Three audits from reputable firms is reasonable, though the most recent audit is from May 2024. Given that the platform has evolved significantly with the Omni upgrade, a fresh audit covering the new functionality would be welcome. The StarkEx integration itself is well-regarded in the industry - StarkWare's technology powers several major protocols and has been running in production since 2020 without a security incident, which provides a strong foundation for the underlying settlement layer.
Security Track Record
As of February 2026, Apex Protocol has not reported any security incidents, exploits, or loss of user funds. The platform's use of StarkEx provides Ethereum-grade security for trade settlement, meaning that even if the Apex off-chain infrastructure were compromised, user funds protected by the StarkEx validity proofs would remain safe.
The non-custodial architecture is a fundamental security advantage.
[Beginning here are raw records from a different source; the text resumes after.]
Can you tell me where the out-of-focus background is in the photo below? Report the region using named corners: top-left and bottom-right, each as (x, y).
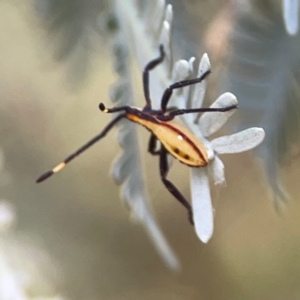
top-left (0, 0), bottom-right (300, 300)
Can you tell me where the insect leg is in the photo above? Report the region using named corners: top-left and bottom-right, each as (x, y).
top-left (161, 70), bottom-right (211, 112)
top-left (143, 45), bottom-right (165, 108)
top-left (36, 114), bottom-right (125, 183)
top-left (148, 134), bottom-right (160, 155)
top-left (159, 146), bottom-right (194, 225)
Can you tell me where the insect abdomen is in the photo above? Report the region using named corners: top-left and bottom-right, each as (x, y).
top-left (126, 114), bottom-right (208, 167)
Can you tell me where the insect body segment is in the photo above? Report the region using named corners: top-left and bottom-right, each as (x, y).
top-left (37, 45), bottom-right (237, 224)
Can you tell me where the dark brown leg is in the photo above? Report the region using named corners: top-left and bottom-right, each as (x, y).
top-left (148, 133), bottom-right (160, 155)
top-left (36, 114), bottom-right (125, 183)
top-left (161, 70), bottom-right (211, 112)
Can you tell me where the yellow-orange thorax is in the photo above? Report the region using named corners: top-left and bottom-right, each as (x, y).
top-left (126, 113), bottom-right (208, 167)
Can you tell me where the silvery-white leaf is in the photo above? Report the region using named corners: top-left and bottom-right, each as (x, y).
top-left (190, 168), bottom-right (214, 243)
top-left (165, 4), bottom-right (173, 27)
top-left (211, 127), bottom-right (265, 154)
top-left (208, 155), bottom-right (226, 186)
top-left (143, 210), bottom-right (180, 271)
top-left (224, 1), bottom-right (300, 206)
top-left (172, 59), bottom-right (190, 82)
top-left (0, 199), bottom-right (16, 234)
top-left (113, 0), bottom-right (179, 269)
top-left (199, 93), bottom-right (238, 137)
top-left (191, 53), bottom-right (210, 111)
top-left (283, 0), bottom-right (299, 35)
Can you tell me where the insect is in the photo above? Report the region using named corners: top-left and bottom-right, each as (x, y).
top-left (37, 45), bottom-right (237, 224)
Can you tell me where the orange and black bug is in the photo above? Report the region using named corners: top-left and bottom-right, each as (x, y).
top-left (37, 46), bottom-right (236, 224)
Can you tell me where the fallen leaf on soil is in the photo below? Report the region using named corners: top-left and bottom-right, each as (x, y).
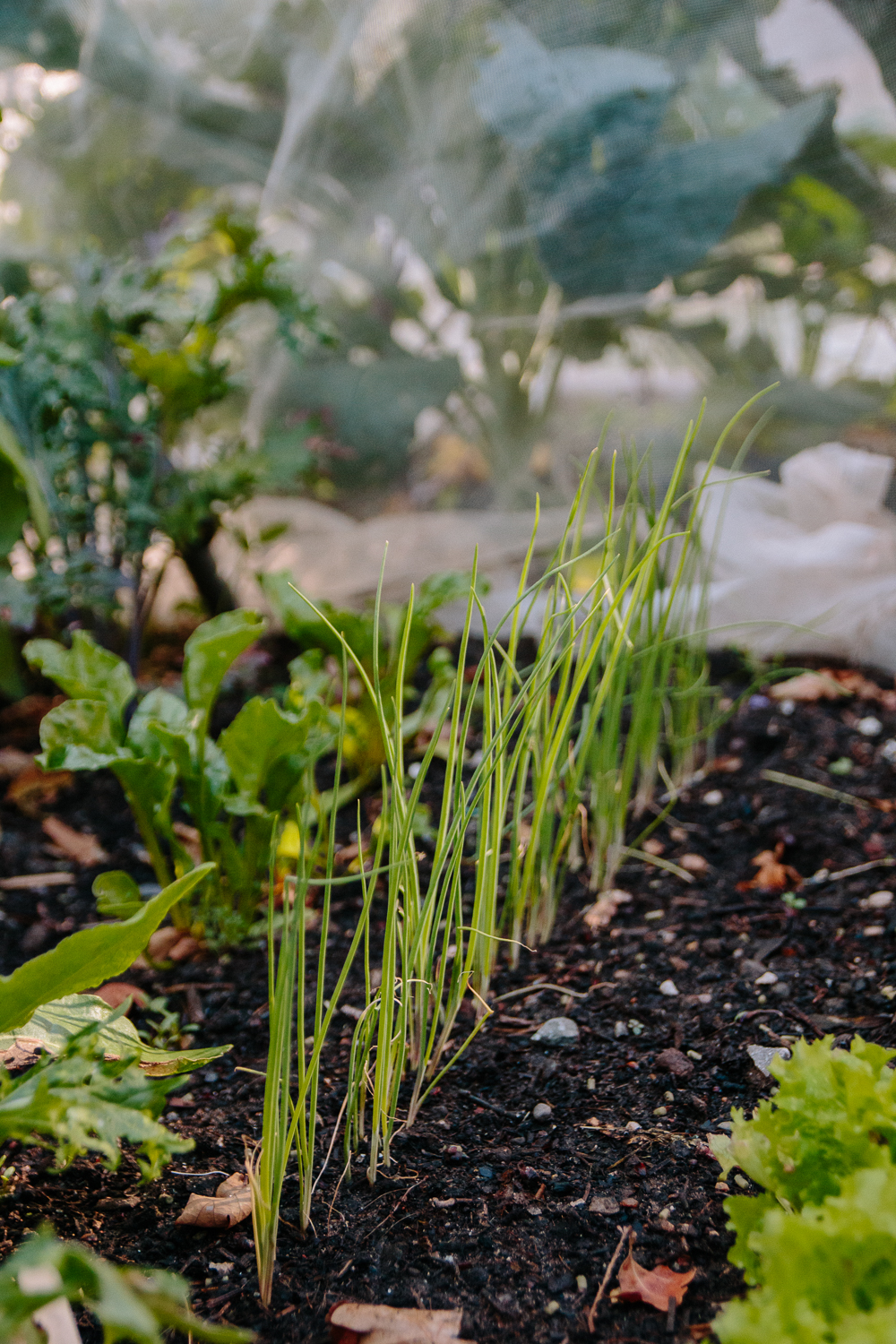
top-left (582, 892), bottom-right (632, 929)
top-left (132, 925), bottom-right (202, 970)
top-left (6, 765), bottom-right (75, 819)
top-left (610, 1252), bottom-right (697, 1312)
top-left (589, 1195), bottom-right (619, 1214)
top-left (176, 1172), bottom-right (253, 1228)
top-left (0, 747), bottom-right (33, 780)
top-left (654, 1048), bottom-right (694, 1078)
top-left (769, 668), bottom-right (852, 701)
top-left (737, 840), bottom-right (804, 894)
top-left (87, 980), bottom-right (148, 1008)
top-left (326, 1303), bottom-right (465, 1344)
top-left (0, 873), bottom-right (75, 892)
top-left (41, 816), bottom-right (108, 868)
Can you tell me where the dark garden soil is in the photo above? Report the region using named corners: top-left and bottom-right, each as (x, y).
top-left (0, 656), bottom-right (896, 1344)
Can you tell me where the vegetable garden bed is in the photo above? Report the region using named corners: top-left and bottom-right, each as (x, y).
top-left (0, 645), bottom-right (896, 1344)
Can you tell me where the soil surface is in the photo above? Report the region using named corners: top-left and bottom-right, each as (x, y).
top-left (0, 656), bottom-right (896, 1344)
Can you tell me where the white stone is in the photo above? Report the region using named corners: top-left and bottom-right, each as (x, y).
top-left (532, 1018), bottom-right (579, 1046)
top-left (741, 1046), bottom-right (790, 1075)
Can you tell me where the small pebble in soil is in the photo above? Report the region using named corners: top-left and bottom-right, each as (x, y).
top-left (532, 1018), bottom-right (579, 1046)
top-left (747, 1046), bottom-right (790, 1078)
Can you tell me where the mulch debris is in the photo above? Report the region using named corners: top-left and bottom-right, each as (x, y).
top-left (0, 650), bottom-right (896, 1344)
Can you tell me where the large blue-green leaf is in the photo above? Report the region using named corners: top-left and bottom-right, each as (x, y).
top-left (473, 21), bottom-right (834, 297)
top-left (184, 610), bottom-right (267, 733)
top-left (24, 631), bottom-right (137, 741)
top-left (32, 699), bottom-right (122, 771)
top-left (0, 863), bottom-right (215, 1031)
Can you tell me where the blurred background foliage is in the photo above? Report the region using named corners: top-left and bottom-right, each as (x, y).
top-left (0, 0), bottom-right (896, 667)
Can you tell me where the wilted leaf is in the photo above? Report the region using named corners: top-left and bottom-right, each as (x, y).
top-left (326, 1303), bottom-right (465, 1344)
top-left (177, 1172), bottom-right (253, 1228)
top-left (0, 981), bottom-right (231, 1078)
top-left (0, 863), bottom-right (213, 1031)
top-left (41, 816), bottom-right (108, 868)
top-left (610, 1252), bottom-right (697, 1312)
top-left (737, 840), bottom-right (804, 895)
top-left (6, 765), bottom-right (75, 817)
top-left (582, 892), bottom-right (632, 930)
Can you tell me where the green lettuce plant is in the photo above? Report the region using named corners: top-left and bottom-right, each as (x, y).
top-left (0, 1228), bottom-right (255, 1344)
top-left (0, 1010), bottom-right (194, 1180)
top-left (0, 863), bottom-right (213, 1039)
top-left (24, 610), bottom-right (337, 943)
top-left (711, 1037), bottom-right (896, 1344)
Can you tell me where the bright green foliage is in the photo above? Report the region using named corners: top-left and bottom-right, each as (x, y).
top-left (28, 631), bottom-right (137, 728)
top-left (0, 863), bottom-right (213, 1032)
top-left (711, 1037), bottom-right (896, 1344)
top-left (263, 573), bottom-right (470, 779)
top-left (713, 1167), bottom-right (896, 1344)
top-left (0, 995), bottom-right (232, 1078)
top-left (0, 1029), bottom-right (194, 1180)
top-left (0, 214), bottom-right (317, 629)
top-left (24, 610), bottom-right (337, 941)
top-left (0, 1228), bottom-right (255, 1344)
top-left (711, 1037), bottom-right (896, 1210)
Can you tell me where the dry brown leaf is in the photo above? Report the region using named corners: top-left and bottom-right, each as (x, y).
top-left (610, 1252), bottom-right (697, 1312)
top-left (582, 890), bottom-right (632, 932)
top-left (326, 1303), bottom-right (465, 1344)
top-left (41, 816), bottom-right (108, 868)
top-left (6, 765), bottom-right (75, 819)
top-left (737, 840), bottom-right (804, 895)
top-left (176, 1172), bottom-right (253, 1228)
top-left (84, 980), bottom-right (148, 1008)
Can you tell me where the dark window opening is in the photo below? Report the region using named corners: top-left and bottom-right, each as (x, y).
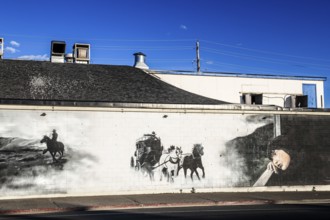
top-left (52, 43), bottom-right (65, 54)
top-left (242, 94), bottom-right (262, 105)
top-left (296, 95), bottom-right (308, 108)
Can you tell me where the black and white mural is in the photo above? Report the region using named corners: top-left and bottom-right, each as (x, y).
top-left (0, 110), bottom-right (330, 197)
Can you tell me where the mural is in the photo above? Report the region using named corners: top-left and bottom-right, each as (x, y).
top-left (0, 110), bottom-right (330, 196)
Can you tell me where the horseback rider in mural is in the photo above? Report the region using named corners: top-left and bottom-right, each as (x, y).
top-left (52, 129), bottom-right (58, 144)
top-left (40, 129), bottom-right (64, 161)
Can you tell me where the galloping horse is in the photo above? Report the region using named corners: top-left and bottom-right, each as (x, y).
top-left (40, 135), bottom-right (64, 161)
top-left (154, 146), bottom-right (182, 182)
top-left (177, 144), bottom-right (205, 180)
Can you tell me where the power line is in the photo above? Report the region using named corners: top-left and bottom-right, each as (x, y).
top-left (202, 47), bottom-right (330, 70)
top-left (200, 40), bottom-right (329, 62)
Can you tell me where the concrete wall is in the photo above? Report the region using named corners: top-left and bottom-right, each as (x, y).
top-left (155, 73), bottom-right (325, 108)
top-left (0, 106), bottom-right (330, 198)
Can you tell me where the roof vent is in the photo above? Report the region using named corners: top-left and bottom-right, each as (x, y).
top-left (65, 53), bottom-right (73, 63)
top-left (73, 43), bottom-right (90, 64)
top-left (133, 52), bottom-right (149, 70)
top-left (0, 38), bottom-right (4, 59)
top-left (50, 41), bottom-right (66, 63)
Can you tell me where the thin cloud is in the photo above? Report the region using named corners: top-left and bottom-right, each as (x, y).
top-left (10, 40), bottom-right (21, 47)
top-left (17, 54), bottom-right (49, 61)
top-left (5, 47), bottom-right (19, 53)
top-left (180, 24), bottom-right (188, 31)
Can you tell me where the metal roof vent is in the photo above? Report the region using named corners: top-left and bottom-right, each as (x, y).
top-left (50, 41), bottom-right (66, 63)
top-left (0, 38), bottom-right (4, 59)
top-left (65, 53), bottom-right (73, 63)
top-left (133, 52), bottom-right (149, 70)
top-left (73, 43), bottom-right (90, 64)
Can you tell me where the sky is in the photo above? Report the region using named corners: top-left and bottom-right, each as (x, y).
top-left (0, 0), bottom-right (330, 108)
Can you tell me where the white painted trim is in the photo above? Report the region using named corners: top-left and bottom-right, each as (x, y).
top-left (0, 103), bottom-right (330, 116)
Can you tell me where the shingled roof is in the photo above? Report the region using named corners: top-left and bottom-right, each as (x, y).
top-left (0, 60), bottom-right (227, 105)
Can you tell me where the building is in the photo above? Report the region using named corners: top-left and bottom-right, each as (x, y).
top-left (0, 41), bottom-right (330, 199)
top-left (134, 53), bottom-right (326, 108)
top-left (152, 71), bottom-right (326, 108)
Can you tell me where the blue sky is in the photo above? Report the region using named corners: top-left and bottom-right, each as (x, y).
top-left (0, 0), bottom-right (330, 108)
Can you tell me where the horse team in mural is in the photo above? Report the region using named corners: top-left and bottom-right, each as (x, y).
top-left (131, 132), bottom-right (205, 182)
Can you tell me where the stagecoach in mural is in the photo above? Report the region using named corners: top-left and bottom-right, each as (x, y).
top-left (131, 132), bottom-right (163, 170)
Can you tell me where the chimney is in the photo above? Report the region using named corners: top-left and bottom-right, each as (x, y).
top-left (0, 38), bottom-right (4, 60)
top-left (50, 41), bottom-right (66, 63)
top-left (73, 43), bottom-right (90, 64)
top-left (133, 52), bottom-right (149, 70)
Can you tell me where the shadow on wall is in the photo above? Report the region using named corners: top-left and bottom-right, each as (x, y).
top-left (226, 115), bottom-right (330, 186)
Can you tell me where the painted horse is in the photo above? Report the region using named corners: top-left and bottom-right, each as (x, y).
top-left (40, 135), bottom-right (64, 161)
top-left (177, 144), bottom-right (205, 180)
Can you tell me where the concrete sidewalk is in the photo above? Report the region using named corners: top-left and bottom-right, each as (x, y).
top-left (0, 191), bottom-right (330, 214)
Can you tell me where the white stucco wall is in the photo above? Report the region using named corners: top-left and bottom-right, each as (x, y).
top-left (155, 73), bottom-right (325, 108)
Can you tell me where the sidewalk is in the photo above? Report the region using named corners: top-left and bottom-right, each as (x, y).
top-left (0, 191), bottom-right (330, 214)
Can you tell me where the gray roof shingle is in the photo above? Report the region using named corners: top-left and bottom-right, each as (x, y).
top-left (0, 60), bottom-right (228, 105)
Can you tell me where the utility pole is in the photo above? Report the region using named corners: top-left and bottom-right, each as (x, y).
top-left (196, 41), bottom-right (201, 74)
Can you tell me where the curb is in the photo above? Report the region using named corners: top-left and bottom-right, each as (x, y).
top-left (0, 200), bottom-right (274, 215)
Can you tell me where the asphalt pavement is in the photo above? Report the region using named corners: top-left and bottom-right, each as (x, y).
top-left (0, 191), bottom-right (330, 215)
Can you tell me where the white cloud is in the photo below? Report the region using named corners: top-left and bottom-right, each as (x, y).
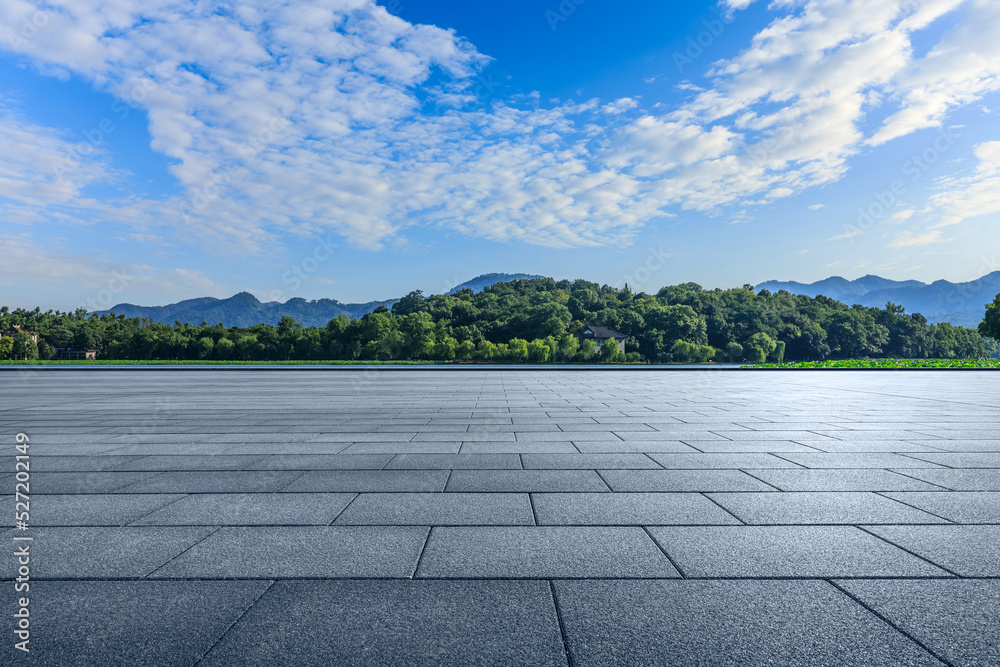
top-left (0, 0), bottom-right (1000, 253)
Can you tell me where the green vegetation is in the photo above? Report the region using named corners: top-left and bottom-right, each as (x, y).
top-left (979, 294), bottom-right (1000, 340)
top-left (0, 278), bottom-right (1000, 363)
top-left (749, 359), bottom-right (1000, 369)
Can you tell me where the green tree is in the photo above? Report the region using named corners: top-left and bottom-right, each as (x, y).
top-left (215, 338), bottom-right (236, 359)
top-left (528, 338), bottom-right (549, 364)
top-left (979, 294), bottom-right (1000, 341)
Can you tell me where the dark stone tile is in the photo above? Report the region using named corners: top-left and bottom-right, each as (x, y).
top-left (0, 581), bottom-right (270, 667)
top-left (282, 470), bottom-right (448, 493)
top-left (913, 452), bottom-right (1000, 468)
top-left (780, 452), bottom-right (941, 468)
top-left (601, 470), bottom-right (774, 492)
top-left (200, 581), bottom-right (566, 667)
top-left (134, 493), bottom-right (354, 526)
top-left (868, 526), bottom-right (1000, 577)
top-left (114, 454), bottom-right (261, 472)
top-left (446, 470), bottom-right (608, 493)
top-left (836, 579), bottom-right (1000, 667)
top-left (0, 527), bottom-right (214, 579)
top-left (417, 527), bottom-right (679, 579)
top-left (121, 470), bottom-right (302, 493)
top-left (521, 454), bottom-right (660, 470)
top-left (336, 493), bottom-right (534, 526)
top-left (247, 454), bottom-right (392, 470)
top-left (532, 493), bottom-right (739, 526)
top-left (385, 454), bottom-right (521, 470)
top-left (711, 492), bottom-right (946, 525)
top-left (649, 526), bottom-right (947, 578)
top-left (649, 452), bottom-right (799, 470)
top-left (884, 491), bottom-right (1000, 523)
top-left (750, 468), bottom-right (941, 491)
top-left (554, 581), bottom-right (942, 667)
top-left (150, 526), bottom-right (428, 579)
top-left (7, 493), bottom-right (184, 526)
top-left (903, 464), bottom-right (1000, 491)
top-left (31, 472), bottom-right (163, 494)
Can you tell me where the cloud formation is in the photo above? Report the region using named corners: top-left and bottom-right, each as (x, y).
top-left (0, 0), bottom-right (1000, 254)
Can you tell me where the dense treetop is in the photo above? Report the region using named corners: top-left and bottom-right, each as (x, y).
top-left (0, 278), bottom-right (1000, 362)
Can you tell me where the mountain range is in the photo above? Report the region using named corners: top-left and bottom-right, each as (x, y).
top-left (757, 271), bottom-right (1000, 328)
top-left (97, 271), bottom-right (1000, 328)
top-left (96, 273), bottom-right (542, 327)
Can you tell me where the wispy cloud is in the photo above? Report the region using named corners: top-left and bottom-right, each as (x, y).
top-left (0, 0), bottom-right (1000, 254)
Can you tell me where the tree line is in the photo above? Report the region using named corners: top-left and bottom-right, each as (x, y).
top-left (0, 278), bottom-right (1000, 363)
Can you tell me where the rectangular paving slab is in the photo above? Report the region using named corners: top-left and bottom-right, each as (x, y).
top-left (133, 493), bottom-right (355, 526)
top-left (532, 493), bottom-right (740, 526)
top-left (200, 580), bottom-right (566, 667)
top-left (150, 526), bottom-right (429, 579)
top-left (835, 579), bottom-right (1000, 667)
top-left (336, 493), bottom-right (540, 526)
top-left (553, 580), bottom-right (944, 667)
top-left (0, 581), bottom-right (271, 667)
top-left (709, 492), bottom-right (948, 525)
top-left (0, 526), bottom-right (216, 579)
top-left (416, 527), bottom-right (680, 579)
top-left (867, 526), bottom-right (1000, 577)
top-left (649, 526), bottom-right (951, 578)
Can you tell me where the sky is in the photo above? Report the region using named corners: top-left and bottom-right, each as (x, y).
top-left (0, 0), bottom-right (1000, 310)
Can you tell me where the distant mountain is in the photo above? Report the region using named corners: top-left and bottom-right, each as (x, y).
top-left (97, 273), bottom-right (544, 327)
top-left (757, 271), bottom-right (1000, 328)
top-left (448, 273), bottom-right (545, 294)
top-left (98, 292), bottom-right (396, 327)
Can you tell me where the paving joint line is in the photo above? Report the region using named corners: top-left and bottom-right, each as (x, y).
top-left (194, 579), bottom-right (277, 667)
top-left (826, 579), bottom-right (955, 667)
top-left (549, 579), bottom-right (573, 667)
top-left (854, 524), bottom-right (967, 579)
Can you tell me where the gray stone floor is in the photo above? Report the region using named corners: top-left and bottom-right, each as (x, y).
top-left (0, 369), bottom-right (1000, 666)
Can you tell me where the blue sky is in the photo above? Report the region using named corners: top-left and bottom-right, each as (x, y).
top-left (0, 0), bottom-right (1000, 310)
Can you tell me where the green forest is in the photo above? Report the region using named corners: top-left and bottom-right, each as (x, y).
top-left (0, 278), bottom-right (1000, 363)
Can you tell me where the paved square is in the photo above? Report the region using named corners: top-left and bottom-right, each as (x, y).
top-left (0, 367), bottom-right (1000, 667)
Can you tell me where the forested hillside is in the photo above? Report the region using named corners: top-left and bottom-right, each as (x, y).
top-left (0, 278), bottom-right (1000, 362)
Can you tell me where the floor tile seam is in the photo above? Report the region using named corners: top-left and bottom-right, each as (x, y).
top-left (588, 468), bottom-right (615, 493)
top-left (699, 492), bottom-right (750, 526)
top-left (895, 452), bottom-right (956, 470)
top-left (883, 468), bottom-right (960, 491)
top-left (872, 491), bottom-right (960, 526)
top-left (732, 468), bottom-right (790, 493)
top-left (826, 579), bottom-right (954, 667)
top-left (143, 526), bottom-right (224, 579)
top-left (123, 493), bottom-right (191, 528)
top-left (642, 526), bottom-right (688, 579)
top-left (548, 579), bottom-right (573, 667)
top-left (405, 526), bottom-right (434, 580)
top-left (855, 524), bottom-right (965, 579)
top-left (193, 579), bottom-right (277, 667)
top-left (7, 575), bottom-right (1000, 584)
top-left (326, 492), bottom-right (361, 526)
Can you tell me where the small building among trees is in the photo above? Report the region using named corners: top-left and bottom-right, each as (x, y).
top-left (580, 326), bottom-right (628, 354)
top-left (56, 347), bottom-right (97, 361)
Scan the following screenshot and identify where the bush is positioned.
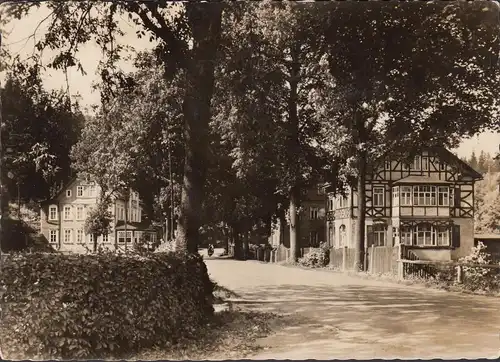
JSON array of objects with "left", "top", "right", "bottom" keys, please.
[
  {"left": 460, "top": 242, "right": 500, "bottom": 291},
  {"left": 298, "top": 243, "right": 330, "bottom": 268},
  {"left": 0, "top": 253, "right": 213, "bottom": 359}
]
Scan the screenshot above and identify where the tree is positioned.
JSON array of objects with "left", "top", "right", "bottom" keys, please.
[
  {"left": 217, "top": 2, "right": 344, "bottom": 260},
  {"left": 312, "top": 2, "right": 499, "bottom": 267},
  {"left": 468, "top": 151, "right": 479, "bottom": 171},
  {"left": 2, "top": 64, "right": 84, "bottom": 201},
  {"left": 477, "top": 150, "right": 488, "bottom": 173},
  {"left": 474, "top": 173, "right": 500, "bottom": 233},
  {"left": 5, "top": 1, "right": 224, "bottom": 253}
]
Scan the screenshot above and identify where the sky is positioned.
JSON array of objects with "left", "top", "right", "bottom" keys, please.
[{"left": 0, "top": 2, "right": 500, "bottom": 157}]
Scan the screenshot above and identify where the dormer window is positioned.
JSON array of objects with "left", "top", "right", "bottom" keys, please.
[
  {"left": 372, "top": 187, "right": 385, "bottom": 206},
  {"left": 422, "top": 157, "right": 429, "bottom": 171},
  {"left": 411, "top": 156, "right": 422, "bottom": 171},
  {"left": 49, "top": 205, "right": 57, "bottom": 221}
]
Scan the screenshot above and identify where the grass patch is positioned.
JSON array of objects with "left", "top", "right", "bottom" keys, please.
[{"left": 133, "top": 284, "right": 283, "bottom": 360}]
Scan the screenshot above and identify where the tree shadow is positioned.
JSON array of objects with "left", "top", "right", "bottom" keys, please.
[{"left": 225, "top": 285, "right": 500, "bottom": 353}]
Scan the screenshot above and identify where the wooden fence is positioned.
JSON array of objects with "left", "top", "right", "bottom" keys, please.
[
  {"left": 399, "top": 259, "right": 500, "bottom": 283},
  {"left": 366, "top": 246, "right": 399, "bottom": 275}
]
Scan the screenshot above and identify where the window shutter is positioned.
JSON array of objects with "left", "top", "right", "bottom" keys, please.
[
  {"left": 451, "top": 225, "right": 460, "bottom": 248},
  {"left": 366, "top": 225, "right": 373, "bottom": 247},
  {"left": 453, "top": 188, "right": 461, "bottom": 207}
]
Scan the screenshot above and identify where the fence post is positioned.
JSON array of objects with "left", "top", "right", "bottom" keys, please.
[
  {"left": 342, "top": 246, "right": 347, "bottom": 271},
  {"left": 398, "top": 244, "right": 404, "bottom": 280},
  {"left": 367, "top": 244, "right": 375, "bottom": 274},
  {"left": 457, "top": 265, "right": 464, "bottom": 284}
]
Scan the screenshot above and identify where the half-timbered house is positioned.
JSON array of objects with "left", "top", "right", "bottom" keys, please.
[{"left": 326, "top": 147, "right": 481, "bottom": 260}]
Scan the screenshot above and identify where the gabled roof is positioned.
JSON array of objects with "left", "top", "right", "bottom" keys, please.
[
  {"left": 394, "top": 175, "right": 452, "bottom": 185},
  {"left": 40, "top": 176, "right": 78, "bottom": 205},
  {"left": 429, "top": 146, "right": 483, "bottom": 180}
]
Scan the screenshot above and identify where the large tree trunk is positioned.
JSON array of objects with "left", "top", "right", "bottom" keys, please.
[
  {"left": 234, "top": 229, "right": 243, "bottom": 260},
  {"left": 288, "top": 48, "right": 301, "bottom": 262},
  {"left": 243, "top": 231, "right": 250, "bottom": 260},
  {"left": 289, "top": 190, "right": 299, "bottom": 262},
  {"left": 176, "top": 3, "right": 222, "bottom": 253},
  {"left": 355, "top": 151, "right": 366, "bottom": 271}
]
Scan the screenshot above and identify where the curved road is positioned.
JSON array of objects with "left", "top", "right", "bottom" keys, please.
[{"left": 206, "top": 259, "right": 500, "bottom": 359}]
Unlike centralized exchanges where your funds sit in the exchange's wallets, Apex users maintain control of their assets through the StarkEx layer. Withdrawals can be forced through Ethereum even if the Apex front-end goes offline.
User Protection Features
- Non-custodial design: Your funds remain under your control, secured by StarkEx validity proofs.
- Multisig governance: Protocol changes require multiple signatures from authorized parties.
- 24-hour timelock: Upgrades are delayed by 24 hours, giving users time to review and react. This is shorter than some competitors (Lighter uses 72 hours).
- $200,000 bug bounty: While active, this bug bounty is on the smaller side compared to platforms offering $1M+ programs.
- Open source code: The protocol code is publicly available for review.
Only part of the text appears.